After three years of triple-digit increases, the number of e-books sold last year grew by only 43%.

And that's enough of a difference in the annual growth rate to have publishers talking about an e-book "slowdown," even as digital books remain the fastest-growing part of the market. They now account for about 20% of all book sales reported by publishers.

Preliminary data from the annual BookStats study, released Wednesday by the Association of American Publishers and the Book Industry Study Group, shows that 457 million e-books were sold last year. That's up 4456% since 2008, when just 10 million e-books were sold.

But it's still fewer than the 557 million hardcovers sold last year. (Paperback numbers are incomplete.)

Interpretations vary:

• The "slowdown reflects a marketplace that is maturing with multiple formats — digital and print," says Michael Pietsch, CEO of the Hachette Book Group. He adds, "In all the talk about e-books, we often lose track of the fact that more than three out of four books sold in the U.S. are still printed ones."

• "We've just reached a point of natural resistance — there are people who really prefer to read on paper even if it is cheaper, faster and easier to read on a device," says Mike Shatzkin, a publishing consultant and organizer of the annual Digital Book World conference.
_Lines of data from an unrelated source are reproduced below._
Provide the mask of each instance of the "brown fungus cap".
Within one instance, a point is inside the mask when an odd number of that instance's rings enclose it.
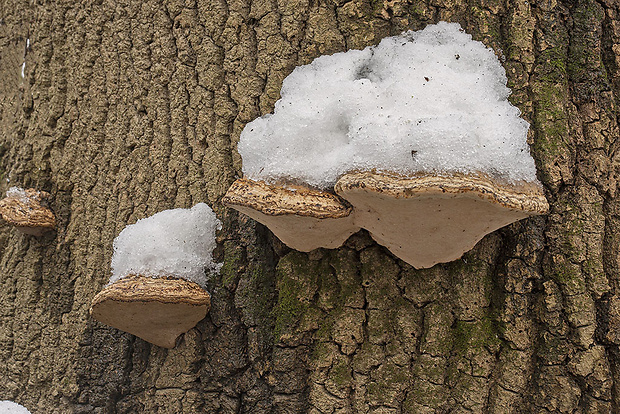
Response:
[[[359,230],[353,224],[351,206],[324,191],[243,178],[233,183],[222,202],[269,227],[287,246],[302,252],[339,247]]]
[[[209,293],[183,279],[129,275],[95,296],[91,316],[163,348],[192,329],[211,307]]]
[[[47,207],[49,197],[49,193],[33,188],[21,195],[9,195],[0,200],[0,215],[21,232],[40,236],[56,227],[54,213]]]
[[[539,185],[482,175],[359,172],[335,190],[353,205],[357,226],[416,268],[456,260],[486,234],[549,210]]]

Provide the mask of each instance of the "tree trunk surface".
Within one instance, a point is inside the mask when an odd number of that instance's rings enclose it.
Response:
[[[502,60],[549,215],[415,270],[365,231],[291,250],[222,206],[244,125],[324,54],[460,23]],[[0,0],[0,399],[32,413],[619,413],[615,0]],[[94,321],[112,241],[164,209],[224,223],[176,348]]]

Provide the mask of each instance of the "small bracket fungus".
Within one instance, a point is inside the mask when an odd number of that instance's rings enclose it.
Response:
[[[112,277],[93,299],[96,320],[164,348],[210,308],[205,268],[213,262],[221,223],[204,203],[138,220],[114,240]]]
[[[299,250],[337,247],[362,227],[413,266],[455,260],[548,210],[506,83],[495,53],[456,23],[321,56],[295,68],[273,114],[242,131],[244,179],[225,202]],[[318,192],[281,183],[333,189],[353,211],[324,193],[347,213],[319,220],[323,207],[306,195]]]
[[[56,217],[48,207],[49,197],[45,191],[11,187],[0,201],[0,214],[17,230],[40,236],[56,227]]]
[[[456,260],[488,233],[549,209],[539,185],[463,174],[353,173],[335,190],[354,206],[356,225],[417,268]]]
[[[211,297],[183,279],[127,276],[103,289],[91,305],[93,318],[163,348],[209,312]]]
[[[240,179],[222,202],[266,225],[286,245],[302,252],[341,246],[359,230],[353,224],[351,206],[324,191]]]

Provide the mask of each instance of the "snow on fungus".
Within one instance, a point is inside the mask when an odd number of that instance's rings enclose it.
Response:
[[[273,114],[244,128],[244,176],[321,189],[370,170],[534,182],[529,124],[506,81],[493,51],[457,23],[321,56],[284,80]]]
[[[302,252],[339,247],[359,230],[351,206],[324,191],[239,179],[222,203],[266,225],[287,246]]]
[[[0,215],[17,230],[41,236],[56,227],[56,217],[49,208],[50,194],[33,188],[11,187],[0,200]]]
[[[549,209],[537,184],[471,174],[352,173],[335,190],[355,207],[356,225],[416,268],[456,260],[488,233]]]
[[[112,277],[90,308],[102,323],[164,348],[202,320],[211,306],[205,290],[221,223],[196,204],[138,220],[114,240]]]
[[[131,274],[171,276],[206,288],[205,268],[213,262],[215,231],[221,223],[205,203],[165,210],[129,225],[114,239],[110,283]]]
[[[30,414],[26,407],[13,401],[0,401],[0,414]]]
[[[242,131],[244,179],[225,203],[299,250],[337,247],[361,227],[415,267],[455,260],[549,208],[506,82],[493,51],[456,23],[319,57],[284,80],[273,114]],[[310,190],[287,192],[293,184],[330,197],[334,188],[353,210],[338,229],[316,224],[320,214],[302,225],[298,216],[322,207],[300,203]],[[339,236],[321,243],[324,228]]]

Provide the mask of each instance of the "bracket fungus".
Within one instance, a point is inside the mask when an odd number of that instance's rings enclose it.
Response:
[[[353,224],[351,206],[325,191],[239,179],[222,202],[266,225],[287,246],[302,252],[339,247],[359,230]]]
[[[129,275],[105,287],[93,299],[96,320],[162,348],[174,348],[179,335],[209,312],[211,297],[183,279]]]
[[[456,260],[488,233],[549,209],[539,185],[464,174],[352,173],[335,190],[354,206],[356,225],[416,268]]]
[[[0,215],[17,230],[40,236],[56,227],[56,217],[48,206],[49,193],[33,188],[11,187],[0,200]]]
[[[204,203],[138,220],[114,240],[110,283],[92,301],[90,314],[106,325],[164,348],[209,311],[205,268],[213,262],[221,223]]]
[[[241,132],[244,178],[225,202],[299,250],[337,247],[365,228],[415,267],[455,260],[548,210],[529,124],[506,84],[493,50],[457,23],[321,56],[295,68],[273,114]],[[317,224],[331,220],[317,217],[319,190],[347,207],[337,225]]]

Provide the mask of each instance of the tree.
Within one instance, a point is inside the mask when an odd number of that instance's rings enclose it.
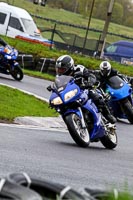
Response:
[[[78,2],[78,12],[82,14],[84,17],[90,15],[91,5],[93,0],[77,0]]]
[[[96,0],[93,10],[93,16],[97,19],[105,20],[107,9],[108,9],[108,0]]]
[[[120,3],[115,3],[111,21],[117,24],[122,24],[123,6]]]
[[[34,0],[39,1],[39,0]],[[95,0],[92,16],[105,20],[110,0]],[[90,15],[92,0],[48,0],[48,5],[80,13],[84,17]],[[132,26],[133,1],[115,0],[111,21],[114,23]]]
[[[132,0],[117,0],[123,7],[123,16],[122,16],[122,24],[125,24],[125,21],[130,16],[133,17],[133,6]]]

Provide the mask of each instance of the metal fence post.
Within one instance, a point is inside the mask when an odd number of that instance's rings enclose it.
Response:
[[[54,29],[53,29],[52,34],[51,34],[51,45],[50,45],[50,49],[52,49],[52,44],[53,44],[53,40],[54,40],[55,29],[56,29],[56,24],[54,25]]]

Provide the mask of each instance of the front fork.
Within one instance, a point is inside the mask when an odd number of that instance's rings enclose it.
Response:
[[[83,112],[82,112],[81,107],[77,107],[76,110],[72,110],[72,109],[67,110],[67,112],[65,112],[65,113],[61,113],[60,110],[57,109],[57,112],[59,112],[62,115],[63,119],[64,119],[64,116],[66,116],[69,113],[76,113],[80,117],[80,119],[81,119],[82,128],[84,128],[84,129],[87,128],[86,124],[85,124],[85,120],[84,120],[84,116],[83,116]]]
[[[11,61],[9,61],[8,64],[7,64],[7,69],[8,69],[9,71],[14,71],[14,68],[15,68],[16,66],[18,66],[18,62],[17,62],[16,60],[11,60]]]
[[[86,127],[86,124],[85,124],[85,120],[84,120],[83,112],[82,112],[82,110],[81,110],[80,107],[78,107],[78,110],[79,110],[79,112],[80,112],[82,128],[86,129],[87,127]]]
• "We still see a steady transition in reading from to print to digital," says Amazon vice president Russ Grandinetti. He attributes the smaller growth rate to "the law of large numbers. As e-books have grown from practically nothing, you can't expect it to keep doubling every year."
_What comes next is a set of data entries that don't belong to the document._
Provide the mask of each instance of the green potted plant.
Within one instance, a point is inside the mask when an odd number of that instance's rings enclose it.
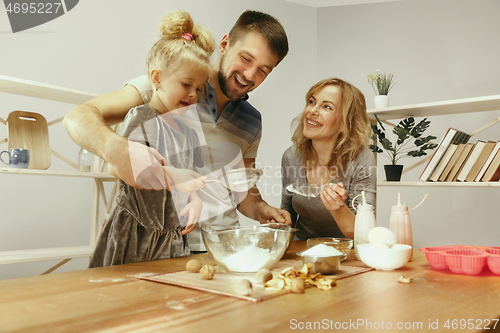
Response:
[[[377,69],[375,75],[367,75],[368,83],[372,85],[373,91],[375,92],[374,104],[376,108],[384,108],[389,105],[389,91],[391,91],[394,86],[394,73],[381,74],[380,70]]]
[[[386,179],[388,181],[399,181],[401,179],[403,166],[397,164],[401,158],[424,156],[427,155],[426,150],[435,149],[437,147],[437,144],[430,142],[436,139],[435,136],[428,135],[422,137],[422,134],[431,123],[427,118],[422,119],[418,123],[415,123],[413,117],[401,120],[397,126],[392,129],[392,133],[396,135],[396,141],[394,143],[387,138],[386,129],[376,115],[375,118],[377,119],[378,126],[374,124],[371,125],[372,140],[375,143],[380,143],[383,149],[374,144],[370,145],[370,149],[372,152],[380,153],[391,161],[390,165],[384,165]],[[411,141],[413,141],[414,146],[408,147]]]

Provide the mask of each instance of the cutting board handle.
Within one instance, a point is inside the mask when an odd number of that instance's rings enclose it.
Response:
[[[34,118],[34,117],[21,117],[21,116],[19,116],[19,119],[20,120],[36,121],[36,118]]]

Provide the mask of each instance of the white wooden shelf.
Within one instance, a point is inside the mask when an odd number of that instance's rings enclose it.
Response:
[[[22,80],[9,76],[0,75],[0,93],[16,94],[50,101],[69,103],[69,104],[82,104],[88,100],[97,97],[98,94],[90,93],[81,90],[75,90],[65,87],[54,86],[45,83],[34,81]],[[49,125],[59,123],[63,118],[51,121]],[[6,121],[0,118],[0,122],[6,125]],[[7,142],[7,139],[1,140],[0,143]],[[52,153],[61,158],[66,163],[74,166],[70,160],[64,156],[52,151]],[[96,161],[94,167],[96,170],[103,170],[100,165],[101,162]],[[0,265],[25,263],[33,261],[45,260],[63,260],[60,264],[54,266],[46,273],[50,273],[57,267],[60,267],[71,258],[91,257],[94,251],[94,244],[99,230],[99,211],[104,207],[104,216],[109,214],[112,207],[113,198],[116,195],[116,178],[105,172],[78,172],[78,171],[55,171],[55,170],[35,170],[35,169],[14,169],[14,168],[1,168],[0,175],[29,175],[29,176],[54,176],[54,177],[75,177],[93,179],[93,200],[92,212],[90,218],[90,244],[85,246],[74,247],[61,247],[61,248],[46,248],[46,249],[32,249],[32,250],[19,250],[19,251],[0,251]],[[115,182],[115,186],[109,198],[106,198],[103,182]],[[101,200],[100,200],[101,199]],[[102,206],[100,201],[102,201]],[[44,273],[44,274],[46,274]]]
[[[430,117],[498,110],[500,110],[500,95],[391,106],[387,108],[370,109],[367,112],[371,119],[375,119],[373,115],[377,115],[380,120],[390,120],[407,117]]]
[[[422,182],[422,181],[402,181],[402,182],[377,182],[377,186],[384,187],[500,187],[500,182]]]
[[[375,115],[381,120],[403,119],[408,117],[430,117],[446,116],[464,113],[500,111],[500,95],[482,96],[474,98],[463,98],[441,102],[411,104],[403,106],[392,106],[367,110],[370,119],[374,120]],[[471,136],[485,130],[500,122],[500,117],[490,121],[475,131],[469,133]],[[425,161],[425,160],[423,160]],[[403,173],[422,164],[417,162],[403,170]],[[378,182],[377,186],[424,186],[424,187],[500,187],[500,182],[423,182],[423,181],[402,181],[402,182]]]
[[[0,265],[19,264],[32,261],[64,260],[92,256],[94,246],[72,246],[33,250],[0,251]]]
[[[53,171],[15,168],[0,168],[0,174],[93,178],[104,182],[114,182],[117,179],[106,172]]]
[[[70,104],[82,104],[98,96],[86,91],[21,80],[4,75],[0,75],[0,92]]]

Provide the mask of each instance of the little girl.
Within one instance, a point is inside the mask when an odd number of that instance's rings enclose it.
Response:
[[[120,180],[117,206],[99,236],[89,267],[188,255],[186,234],[201,214],[196,190],[203,182],[182,182],[189,178],[186,175],[193,179],[193,166],[203,166],[199,137],[187,125],[193,122],[180,118],[197,116],[191,107],[208,79],[215,44],[210,32],[194,25],[183,11],[167,14],[159,29],[163,37],[146,61],[153,86],[151,101],[128,112],[121,135],[144,144],[145,149],[156,149],[175,188],[139,190]],[[134,168],[134,161],[131,165]],[[108,171],[115,175],[111,165]]]

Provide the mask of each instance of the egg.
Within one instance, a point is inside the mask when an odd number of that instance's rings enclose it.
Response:
[[[404,244],[394,244],[393,246],[391,246],[391,249],[392,250],[402,250],[406,247],[406,245]]]
[[[382,243],[391,247],[396,244],[396,234],[384,227],[375,227],[368,232],[370,243]]]
[[[384,243],[371,243],[370,247],[372,249],[388,249],[389,246],[387,246]]]

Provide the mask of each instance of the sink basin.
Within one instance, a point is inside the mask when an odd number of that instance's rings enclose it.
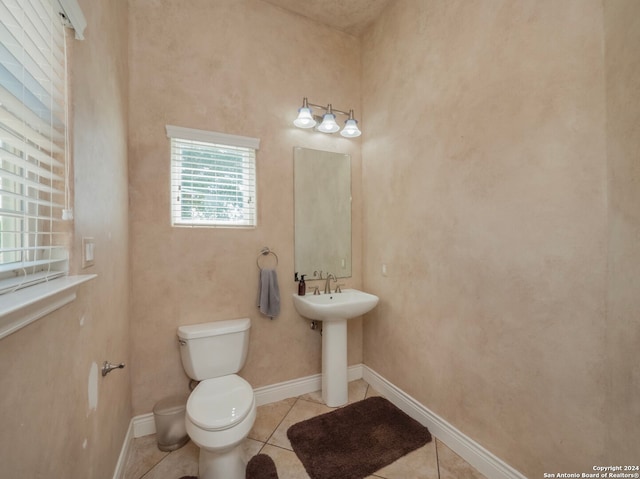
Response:
[[[293,295],[298,313],[322,321],[322,399],[330,407],[344,406],[349,399],[347,374],[347,320],[371,311],[378,297],[357,289],[342,293]]]
[[[339,321],[368,313],[378,304],[378,297],[357,289],[342,293],[293,295],[296,311],[305,318],[317,321]]]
• "Consumers have settled into their book formats of choice," says Barnes & Noble CEO William Lynch. "Physical book sales will have a longer tail than previously anticipated."
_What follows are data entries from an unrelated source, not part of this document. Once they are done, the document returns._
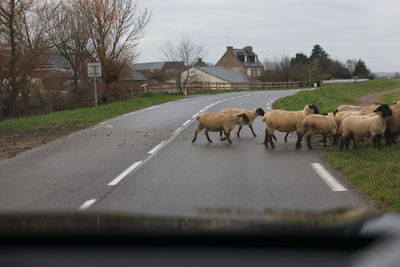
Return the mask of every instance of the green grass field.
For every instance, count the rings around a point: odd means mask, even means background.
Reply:
[[[351,147],[351,146],[350,146]],[[321,148],[324,159],[377,205],[386,211],[400,211],[400,145],[373,149],[370,142],[356,150],[341,152]]]
[[[0,121],[0,133],[37,129],[86,126],[149,106],[182,99],[177,94],[151,94],[91,108],[52,112],[44,115]]]
[[[393,101],[400,101],[400,92],[394,92],[388,95],[384,95],[383,97],[381,97],[381,101],[383,103],[392,105]]]
[[[373,80],[366,83],[330,85],[278,99],[274,103],[274,108],[301,110],[306,104],[315,104],[321,113],[333,112],[337,106],[353,104],[363,95],[398,87],[400,87],[399,80]]]
[[[333,111],[342,104],[353,104],[354,100],[369,93],[400,87],[399,80],[375,80],[359,84],[326,86],[315,91],[303,91],[279,99],[276,108],[299,110],[308,103],[318,106],[321,113]],[[400,93],[382,97],[385,103],[400,100]],[[339,151],[336,147],[319,148],[323,158],[377,206],[386,211],[400,212],[400,145],[382,149],[372,148],[371,142],[361,144],[356,150]]]

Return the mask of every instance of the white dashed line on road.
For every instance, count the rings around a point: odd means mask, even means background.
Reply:
[[[179,127],[178,129],[175,130],[175,132],[172,133],[172,135],[177,134],[181,129],[182,127]]]
[[[339,183],[320,163],[311,163],[311,167],[332,189],[332,191],[347,191],[347,189]]]
[[[196,118],[197,116],[199,116],[199,113],[196,113],[192,116],[192,118]]]
[[[86,210],[90,206],[92,206],[95,202],[96,202],[96,199],[94,199],[94,198],[92,198],[88,201],[85,201],[85,203],[83,203],[82,205],[79,206],[78,210]]]
[[[122,181],[129,173],[131,173],[134,169],[136,169],[142,162],[138,161],[133,163],[128,169],[123,171],[120,175],[118,175],[114,180],[108,183],[109,186],[117,185],[119,182]]]
[[[165,141],[162,141],[161,143],[159,143],[158,145],[156,145],[152,150],[150,150],[148,153],[149,153],[149,154],[153,154],[153,153],[156,152],[164,143],[165,143]]]
[[[190,120],[185,121],[185,123],[182,124],[182,126],[185,127],[189,122],[190,122]]]

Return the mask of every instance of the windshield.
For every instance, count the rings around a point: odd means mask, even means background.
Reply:
[[[398,1],[0,1],[0,212],[398,212],[399,15]]]

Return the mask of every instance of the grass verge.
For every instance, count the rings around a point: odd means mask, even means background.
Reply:
[[[326,113],[334,111],[339,105],[353,104],[357,98],[363,95],[398,87],[400,87],[399,80],[373,80],[366,83],[329,85],[278,99],[274,103],[274,107],[302,110],[306,104],[315,104],[321,113]]]
[[[0,133],[87,126],[128,112],[184,98],[177,94],[151,94],[91,108],[52,112],[0,121]]]
[[[320,148],[324,159],[378,207],[400,211],[400,145],[373,149],[370,142],[345,152]]]
[[[384,95],[380,99],[383,103],[387,103],[389,105],[393,104],[393,101],[399,101],[400,100],[400,92],[394,92],[388,95]]]
[[[326,86],[314,91],[302,91],[279,99],[275,108],[300,110],[308,103],[318,106],[321,113],[333,111],[342,104],[353,104],[362,95],[400,87],[399,80],[375,80],[367,83]],[[386,103],[400,100],[400,93],[382,97]],[[383,142],[384,143],[384,142]],[[335,147],[319,148],[322,157],[367,197],[386,211],[400,212],[400,145],[381,150],[365,142],[356,150],[344,152]]]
• "As iPads and other devices become more versatile and popular, more people are playing games or watching videos, rather than buying and reading e-books," says Michael Norris, an analyst with Simba Information, a market research firm. (A Simba survey found that 48% of iPad owners do not use e-books.)

The BookStats study shows that hardcover sales rose 6% last year; trade paperbacks dropped less than 1%. Figures are not yet available for the cheaper mass-market paperbacks, which are expected to be most affected by the rise of e-books.